Similar to what polynomials of $1/(1-q)$ does the function $\Gamma (n) (-\log (q))^{-n}$ behave near $q=1$?

Question

What polynomial of $\frac1{1-q}$ should we add to $\Gamma (n) (-\ln q)^{-n}$ so the result to be zero at $0$ and the pole to disappear?

Answer 1

Below is an explicit formula that might be amenable to the OP's needs. The 'polynomial family' can be given in terms of the Norlund polynomials, defined through the generating function $$ \Big( \frac{t}{e^t-1} \Big)^s e^{x\,t} = \sum_{k=0}^\infty B_k^{(s)}(x) \frac{t^k}{k!} $$ In what follows, $B_k^{(s)}= B_k^{(s)}(0).$ Taking $s = -n$ and $t=\log(1-x)$ in the generating function means $$ \Big( \frac{-x}{\log(1-x)} \Big)^n = \sum_{k=0}^\infty B_k^{(-n)} \frac{\log^k(1-x)}{k!} $$ It is known, Digital Library Math. Func. 24.16.4 $$ \log^k(1-x)=k \,(-x)^k\sum_{m=0}^\infty \frac{B_m^{(m+k)}}{m+k} \frac{(-x)^m}{m!} $$ Insert this later expression into the penultimate and you have a double series.
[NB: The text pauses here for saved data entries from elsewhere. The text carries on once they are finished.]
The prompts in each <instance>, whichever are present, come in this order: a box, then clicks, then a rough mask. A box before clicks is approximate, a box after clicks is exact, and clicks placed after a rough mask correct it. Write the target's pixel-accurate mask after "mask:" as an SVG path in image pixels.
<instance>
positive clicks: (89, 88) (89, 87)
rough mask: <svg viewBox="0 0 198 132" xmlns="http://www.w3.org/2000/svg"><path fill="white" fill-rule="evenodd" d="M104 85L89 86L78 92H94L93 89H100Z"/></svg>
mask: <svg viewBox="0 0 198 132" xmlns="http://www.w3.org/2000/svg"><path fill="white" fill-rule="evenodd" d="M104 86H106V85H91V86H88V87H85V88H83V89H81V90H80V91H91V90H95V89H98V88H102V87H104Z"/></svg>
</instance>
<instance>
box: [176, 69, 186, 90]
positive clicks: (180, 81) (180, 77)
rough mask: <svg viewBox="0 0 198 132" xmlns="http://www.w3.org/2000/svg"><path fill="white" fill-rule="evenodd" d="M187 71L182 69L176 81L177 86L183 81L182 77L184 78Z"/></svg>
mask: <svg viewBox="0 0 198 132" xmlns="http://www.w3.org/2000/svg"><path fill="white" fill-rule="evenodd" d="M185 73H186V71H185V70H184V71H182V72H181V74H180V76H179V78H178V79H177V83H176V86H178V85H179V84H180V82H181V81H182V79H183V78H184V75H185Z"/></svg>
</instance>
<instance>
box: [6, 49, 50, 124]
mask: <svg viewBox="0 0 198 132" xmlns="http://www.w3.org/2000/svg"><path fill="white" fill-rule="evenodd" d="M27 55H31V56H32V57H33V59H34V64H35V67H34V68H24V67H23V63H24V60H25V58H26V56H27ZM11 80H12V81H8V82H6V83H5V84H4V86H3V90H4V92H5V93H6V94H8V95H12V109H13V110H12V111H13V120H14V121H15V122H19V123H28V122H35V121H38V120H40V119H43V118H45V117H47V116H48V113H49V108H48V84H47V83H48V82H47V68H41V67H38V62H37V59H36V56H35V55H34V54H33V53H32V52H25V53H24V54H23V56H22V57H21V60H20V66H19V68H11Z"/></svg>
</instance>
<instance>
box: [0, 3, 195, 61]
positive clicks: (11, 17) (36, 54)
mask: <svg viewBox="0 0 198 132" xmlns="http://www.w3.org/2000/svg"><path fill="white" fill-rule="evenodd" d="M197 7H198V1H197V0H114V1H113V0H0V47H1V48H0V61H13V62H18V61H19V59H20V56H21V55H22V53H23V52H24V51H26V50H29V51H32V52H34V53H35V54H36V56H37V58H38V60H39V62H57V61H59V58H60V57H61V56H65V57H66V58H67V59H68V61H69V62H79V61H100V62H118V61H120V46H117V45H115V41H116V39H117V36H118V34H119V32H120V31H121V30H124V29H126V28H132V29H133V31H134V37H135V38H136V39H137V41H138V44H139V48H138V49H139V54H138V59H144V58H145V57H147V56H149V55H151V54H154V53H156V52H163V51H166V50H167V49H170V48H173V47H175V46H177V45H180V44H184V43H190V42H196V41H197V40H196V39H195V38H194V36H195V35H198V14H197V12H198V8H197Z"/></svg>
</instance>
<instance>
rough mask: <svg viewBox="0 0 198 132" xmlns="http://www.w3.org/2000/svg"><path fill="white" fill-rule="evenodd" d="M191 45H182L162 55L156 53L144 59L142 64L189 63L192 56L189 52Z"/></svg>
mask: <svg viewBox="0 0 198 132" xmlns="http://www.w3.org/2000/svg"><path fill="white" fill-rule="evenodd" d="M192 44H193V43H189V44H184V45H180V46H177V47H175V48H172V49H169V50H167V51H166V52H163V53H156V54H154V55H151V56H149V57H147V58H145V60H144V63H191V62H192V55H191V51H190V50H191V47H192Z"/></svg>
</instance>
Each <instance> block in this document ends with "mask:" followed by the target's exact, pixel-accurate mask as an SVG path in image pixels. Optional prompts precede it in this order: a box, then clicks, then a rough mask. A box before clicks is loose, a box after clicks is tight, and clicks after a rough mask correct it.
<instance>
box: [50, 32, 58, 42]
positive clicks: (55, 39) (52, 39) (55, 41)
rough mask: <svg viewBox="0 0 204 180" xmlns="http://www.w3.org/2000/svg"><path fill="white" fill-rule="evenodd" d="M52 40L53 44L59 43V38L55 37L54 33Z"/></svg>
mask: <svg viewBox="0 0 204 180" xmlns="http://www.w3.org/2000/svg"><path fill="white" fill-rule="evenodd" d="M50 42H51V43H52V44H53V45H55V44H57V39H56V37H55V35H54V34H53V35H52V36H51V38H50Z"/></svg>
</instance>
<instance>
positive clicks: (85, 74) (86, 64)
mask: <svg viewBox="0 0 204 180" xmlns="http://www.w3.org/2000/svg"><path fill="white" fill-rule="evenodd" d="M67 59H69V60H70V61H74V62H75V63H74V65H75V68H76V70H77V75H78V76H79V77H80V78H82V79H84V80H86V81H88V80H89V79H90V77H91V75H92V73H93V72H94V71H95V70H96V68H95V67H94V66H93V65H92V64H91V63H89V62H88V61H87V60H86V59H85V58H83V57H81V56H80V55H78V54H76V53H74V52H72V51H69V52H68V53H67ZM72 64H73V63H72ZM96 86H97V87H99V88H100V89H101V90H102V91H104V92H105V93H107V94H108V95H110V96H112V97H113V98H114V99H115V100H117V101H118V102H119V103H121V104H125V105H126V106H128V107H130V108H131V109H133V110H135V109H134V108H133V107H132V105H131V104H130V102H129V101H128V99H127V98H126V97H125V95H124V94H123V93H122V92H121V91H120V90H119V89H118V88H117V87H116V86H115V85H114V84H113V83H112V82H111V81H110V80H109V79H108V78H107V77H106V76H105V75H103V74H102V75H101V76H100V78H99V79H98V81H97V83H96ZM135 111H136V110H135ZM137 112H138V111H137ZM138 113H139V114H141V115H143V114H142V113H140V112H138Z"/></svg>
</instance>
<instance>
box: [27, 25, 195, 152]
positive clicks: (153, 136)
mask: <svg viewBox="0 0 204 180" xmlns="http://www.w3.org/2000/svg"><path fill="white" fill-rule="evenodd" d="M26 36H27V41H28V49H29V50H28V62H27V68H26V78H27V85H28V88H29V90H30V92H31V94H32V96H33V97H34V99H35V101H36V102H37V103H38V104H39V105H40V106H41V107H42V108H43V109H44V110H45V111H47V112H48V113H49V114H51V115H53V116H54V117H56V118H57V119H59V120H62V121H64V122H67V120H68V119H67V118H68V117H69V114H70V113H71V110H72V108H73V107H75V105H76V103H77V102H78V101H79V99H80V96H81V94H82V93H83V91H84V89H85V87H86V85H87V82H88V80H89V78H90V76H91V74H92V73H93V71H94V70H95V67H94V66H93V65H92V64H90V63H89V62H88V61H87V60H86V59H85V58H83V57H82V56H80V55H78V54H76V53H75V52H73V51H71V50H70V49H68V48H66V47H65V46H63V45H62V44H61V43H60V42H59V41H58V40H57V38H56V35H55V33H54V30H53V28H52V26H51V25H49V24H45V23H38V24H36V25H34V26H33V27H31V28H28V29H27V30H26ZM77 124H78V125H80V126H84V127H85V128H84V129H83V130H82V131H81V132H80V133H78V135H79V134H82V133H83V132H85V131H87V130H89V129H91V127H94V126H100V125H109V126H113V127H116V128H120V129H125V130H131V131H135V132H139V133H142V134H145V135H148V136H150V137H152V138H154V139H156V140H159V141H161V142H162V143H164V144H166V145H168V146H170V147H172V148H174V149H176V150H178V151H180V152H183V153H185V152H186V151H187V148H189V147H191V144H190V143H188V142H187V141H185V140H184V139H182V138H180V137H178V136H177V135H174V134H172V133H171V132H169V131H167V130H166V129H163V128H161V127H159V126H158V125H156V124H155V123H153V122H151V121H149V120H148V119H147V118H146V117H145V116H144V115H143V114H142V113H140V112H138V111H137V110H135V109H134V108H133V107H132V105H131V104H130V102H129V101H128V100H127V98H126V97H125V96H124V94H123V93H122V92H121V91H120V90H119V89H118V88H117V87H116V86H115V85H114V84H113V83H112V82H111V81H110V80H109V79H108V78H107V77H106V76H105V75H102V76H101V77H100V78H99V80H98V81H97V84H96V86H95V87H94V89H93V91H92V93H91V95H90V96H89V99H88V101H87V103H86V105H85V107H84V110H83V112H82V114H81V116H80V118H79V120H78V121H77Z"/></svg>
Do a series rearrangement. (Hansen, A Table of Series of Products pg 14-15 has a slew of them.) You'll get

$$ \Big( \frac{-x}{\log(1-x)} \Big)^n =1+\sum_{m=1}^\infty \frac{(-x)^m}{m} \sum_{k=1}^m \frac{B_k^{\,(-n)}}{(k-1)!} \frac{B_{m-k}^{\,(m)}}{(m-k)!}$$

These particular Norlund polys can be written, I believe, as Stirling numbers of the 1st and 2nd kind, but that obfuscates the derivation.